From the findings in yeast and higher eukaryotes as mentioned above, it is expected that an artificial control of the cell proliferation is possible by means of the regulation of the Cdc7 kind activity in cells, which is entirely other means than conventional methods using operation of growth factor/receptor binding.
However, the inventors had also found that the putative human homolog of Cdc7, huCdc7, possesses only a very low level of kinase activity when overexpressed in mammalian cells while a baculovirus expressed form of huCdc7 is inactive.
Under such circumstances, the inventors of this application have investigated a human cDNA library with a presumption of the presence of a regulatory subunit for human Cdc7, succeeded in isolating the cDNA encoding a novel protein which regulates the kinase activity by binding to huCdc7 and named the said protein encoded in this cDNA as H37 protein.

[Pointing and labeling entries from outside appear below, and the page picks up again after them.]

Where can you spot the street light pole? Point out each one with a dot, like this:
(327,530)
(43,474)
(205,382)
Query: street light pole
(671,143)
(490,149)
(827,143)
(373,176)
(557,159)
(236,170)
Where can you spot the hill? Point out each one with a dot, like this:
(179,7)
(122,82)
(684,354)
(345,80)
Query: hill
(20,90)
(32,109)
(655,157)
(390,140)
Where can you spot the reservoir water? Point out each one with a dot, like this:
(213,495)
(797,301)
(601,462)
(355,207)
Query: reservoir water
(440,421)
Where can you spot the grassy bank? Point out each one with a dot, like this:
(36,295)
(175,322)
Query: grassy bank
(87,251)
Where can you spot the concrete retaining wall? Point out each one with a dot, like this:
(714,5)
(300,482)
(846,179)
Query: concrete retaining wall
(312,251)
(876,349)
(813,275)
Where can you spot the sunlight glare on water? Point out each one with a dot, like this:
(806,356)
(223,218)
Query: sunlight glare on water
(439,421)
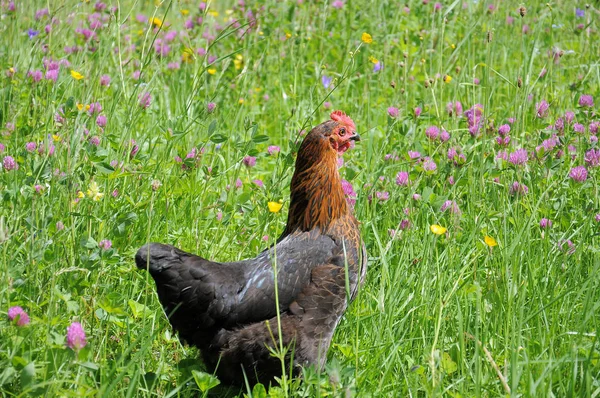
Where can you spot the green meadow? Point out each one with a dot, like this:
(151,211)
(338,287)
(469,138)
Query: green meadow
(177,121)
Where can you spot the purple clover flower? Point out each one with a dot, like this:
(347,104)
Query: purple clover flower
(541,109)
(145,99)
(105,244)
(586,101)
(9,163)
(249,161)
(76,338)
(578,174)
(517,189)
(592,157)
(432,132)
(518,157)
(402,178)
(18,316)
(545,223)
(349,192)
(273,150)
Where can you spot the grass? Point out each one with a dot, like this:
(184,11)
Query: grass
(439,315)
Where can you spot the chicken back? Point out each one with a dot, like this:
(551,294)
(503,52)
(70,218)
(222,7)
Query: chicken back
(230,311)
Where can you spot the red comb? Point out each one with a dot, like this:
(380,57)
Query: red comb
(341,117)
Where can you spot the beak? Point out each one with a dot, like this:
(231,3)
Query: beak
(355,137)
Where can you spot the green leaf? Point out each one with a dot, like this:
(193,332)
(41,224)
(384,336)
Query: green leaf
(7,375)
(139,310)
(259,391)
(205,381)
(260,138)
(218,138)
(90,365)
(89,243)
(448,364)
(19,362)
(212,127)
(27,375)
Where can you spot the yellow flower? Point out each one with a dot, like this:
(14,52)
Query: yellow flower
(491,242)
(438,229)
(188,55)
(94,191)
(76,75)
(156,22)
(274,207)
(238,62)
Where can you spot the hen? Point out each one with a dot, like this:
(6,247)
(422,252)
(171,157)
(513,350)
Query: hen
(229,311)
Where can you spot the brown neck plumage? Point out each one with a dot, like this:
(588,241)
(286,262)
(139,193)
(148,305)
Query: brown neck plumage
(316,197)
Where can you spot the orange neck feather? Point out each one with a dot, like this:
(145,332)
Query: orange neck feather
(316,197)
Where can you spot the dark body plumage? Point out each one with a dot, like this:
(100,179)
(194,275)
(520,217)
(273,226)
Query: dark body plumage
(228,310)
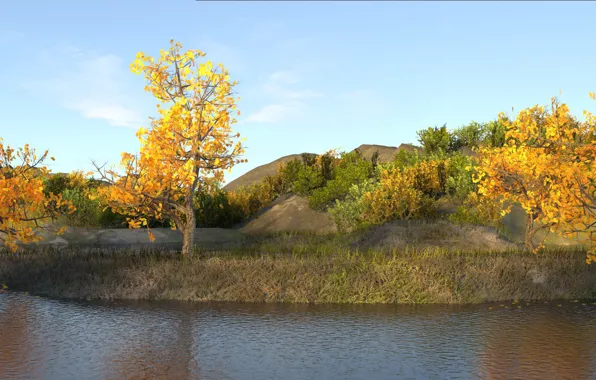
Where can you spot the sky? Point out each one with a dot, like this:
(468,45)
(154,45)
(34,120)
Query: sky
(313,75)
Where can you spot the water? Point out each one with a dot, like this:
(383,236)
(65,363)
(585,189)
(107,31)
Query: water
(53,339)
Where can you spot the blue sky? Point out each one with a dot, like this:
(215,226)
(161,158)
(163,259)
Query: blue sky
(313,75)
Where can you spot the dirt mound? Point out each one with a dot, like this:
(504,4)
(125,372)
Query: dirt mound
(289,213)
(432,234)
(386,153)
(260,172)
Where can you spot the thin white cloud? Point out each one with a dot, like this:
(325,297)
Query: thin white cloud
(284,76)
(287,101)
(218,52)
(274,113)
(10,36)
(93,85)
(362,102)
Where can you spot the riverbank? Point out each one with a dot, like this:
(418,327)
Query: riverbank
(294,274)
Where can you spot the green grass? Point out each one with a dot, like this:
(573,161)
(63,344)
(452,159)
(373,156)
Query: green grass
(303,268)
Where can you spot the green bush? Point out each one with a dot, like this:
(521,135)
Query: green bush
(215,210)
(307,179)
(352,169)
(459,180)
(494,134)
(471,136)
(87,213)
(436,140)
(404,158)
(347,213)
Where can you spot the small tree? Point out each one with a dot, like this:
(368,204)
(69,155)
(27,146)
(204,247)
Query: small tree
(435,140)
(547,165)
(23,207)
(187,148)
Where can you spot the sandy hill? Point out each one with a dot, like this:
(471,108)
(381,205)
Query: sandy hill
(386,153)
(260,172)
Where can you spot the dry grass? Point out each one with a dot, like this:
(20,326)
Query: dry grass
(298,268)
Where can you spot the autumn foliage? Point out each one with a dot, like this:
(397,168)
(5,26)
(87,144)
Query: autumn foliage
(24,209)
(186,148)
(547,165)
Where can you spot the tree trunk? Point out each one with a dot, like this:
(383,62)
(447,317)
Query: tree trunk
(188,235)
(529,233)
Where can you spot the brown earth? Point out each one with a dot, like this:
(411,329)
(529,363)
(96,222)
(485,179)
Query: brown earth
(289,213)
(260,172)
(386,154)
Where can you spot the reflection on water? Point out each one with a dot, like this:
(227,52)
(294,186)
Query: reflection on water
(51,339)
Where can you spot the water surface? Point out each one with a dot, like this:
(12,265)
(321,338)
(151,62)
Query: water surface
(55,339)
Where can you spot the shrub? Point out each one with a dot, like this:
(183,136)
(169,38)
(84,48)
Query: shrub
(396,198)
(471,136)
(347,213)
(436,140)
(307,179)
(351,169)
(214,209)
(459,179)
(248,200)
(478,210)
(87,213)
(404,158)
(494,135)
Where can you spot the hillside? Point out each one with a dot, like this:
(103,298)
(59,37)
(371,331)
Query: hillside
(386,154)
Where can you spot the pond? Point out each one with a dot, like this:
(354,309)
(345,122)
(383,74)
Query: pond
(56,339)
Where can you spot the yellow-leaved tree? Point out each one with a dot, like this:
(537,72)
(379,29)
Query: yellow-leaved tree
(547,165)
(186,148)
(24,210)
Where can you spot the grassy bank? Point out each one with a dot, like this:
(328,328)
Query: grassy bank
(302,274)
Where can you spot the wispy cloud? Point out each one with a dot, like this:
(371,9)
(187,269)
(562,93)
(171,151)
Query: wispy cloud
(288,102)
(9,36)
(93,85)
(274,113)
(362,102)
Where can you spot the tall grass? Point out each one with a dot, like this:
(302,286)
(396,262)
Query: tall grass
(310,271)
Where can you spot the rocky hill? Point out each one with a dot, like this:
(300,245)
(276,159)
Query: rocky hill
(386,153)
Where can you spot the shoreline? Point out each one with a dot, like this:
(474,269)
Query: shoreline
(374,277)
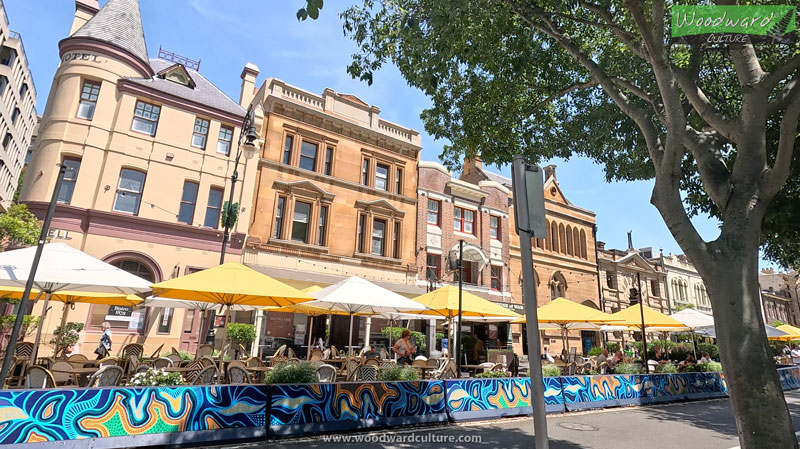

An object of the invention is to provide the novel protein obtained by the inventors in an industrial applicable form.
Another object of the invention is to provide a human gene encoding the protein and to provide a material for genetic operation including cDNA derived from the gene, an antibody to the protein.
Still another object of the invention is to provide a method for the artificial control of proliferation of human cells using the above material for genetic operation.